Though Justin Smith was the critical free agent signing, Baalke also has used free agency to improve his roster more than, say, the draft-and-develop purist Thompson has with the Packers. Baalke signed two starters as mid-level type free agents, cornerback Carlos Rogers (a one-year, $4 million deal in ’11 followed by a four-year, $31 million deal last offseason) and safety Donte Whitner (three-year, $11.5 million deal in ’11).
The 49ers at least have the makings for a run at several trips to the Super Bowl after having eight players voted to this year’s Pro Bowl, including three who are 25 or younger: Aldon Smith (23), Bowman (24) and Iupati (25).
But a couple of factors could derail a sustained run at the top.
Most important is whether Kaepernick becomes a premier passer as defenses catch up with the read-option run game over the next few years. If he’s a top-echelon quarterback, that alone will make them an upper-tier team.
Another is whether Justin Smith declines quickly, which is likely. He will need offseason surgery on his torn triceps and turns 34 next September. Without him for 2 1/4 games at the end of the regular season, the 49ers’ defense wasn’t the same, and even if he’s diminished it will make a noticeable difference. Replacing him will take great skill and some luck.

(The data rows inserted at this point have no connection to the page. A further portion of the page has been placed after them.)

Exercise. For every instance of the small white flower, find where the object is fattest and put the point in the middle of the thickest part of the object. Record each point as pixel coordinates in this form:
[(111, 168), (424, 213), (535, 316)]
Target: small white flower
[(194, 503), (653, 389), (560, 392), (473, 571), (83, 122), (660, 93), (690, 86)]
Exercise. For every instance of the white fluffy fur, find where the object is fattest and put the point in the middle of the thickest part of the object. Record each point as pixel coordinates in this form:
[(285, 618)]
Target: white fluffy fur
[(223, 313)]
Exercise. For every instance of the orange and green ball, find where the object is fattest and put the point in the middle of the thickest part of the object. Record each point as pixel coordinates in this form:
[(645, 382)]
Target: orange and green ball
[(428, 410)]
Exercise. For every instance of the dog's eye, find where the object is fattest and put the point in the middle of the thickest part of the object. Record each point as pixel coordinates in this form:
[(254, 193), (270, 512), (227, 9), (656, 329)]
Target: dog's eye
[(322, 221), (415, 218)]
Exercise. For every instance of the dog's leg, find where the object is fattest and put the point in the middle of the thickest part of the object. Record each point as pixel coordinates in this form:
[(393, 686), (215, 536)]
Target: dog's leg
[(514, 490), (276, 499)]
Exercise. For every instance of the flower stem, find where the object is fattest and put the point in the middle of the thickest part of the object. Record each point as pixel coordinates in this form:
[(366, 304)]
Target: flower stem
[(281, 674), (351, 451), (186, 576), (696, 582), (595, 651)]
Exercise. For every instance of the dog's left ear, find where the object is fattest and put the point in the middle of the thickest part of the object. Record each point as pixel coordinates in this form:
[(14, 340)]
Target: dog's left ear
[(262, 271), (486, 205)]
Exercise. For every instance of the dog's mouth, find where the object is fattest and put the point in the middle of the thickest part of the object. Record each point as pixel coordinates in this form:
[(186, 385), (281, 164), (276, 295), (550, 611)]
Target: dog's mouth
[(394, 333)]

Then there’s attrition to age and free agency. Bowman (through 2019) has signed a contract extension, but Aldon Smith and Iupati are on their rookie contracts and will command big money.
Willis also is under contract through 2019 but at age 28 probably has hit his peak. Goldson, also 28 and at a speed position, is an unrestricted free agent after this season. Vernon Davis is 29 and plays a speed position.
Yes, the future looks bright for the 49ers. But as the Packers can attest from the past couple years, bright futures don’t necessarily mean championships. What matters is now.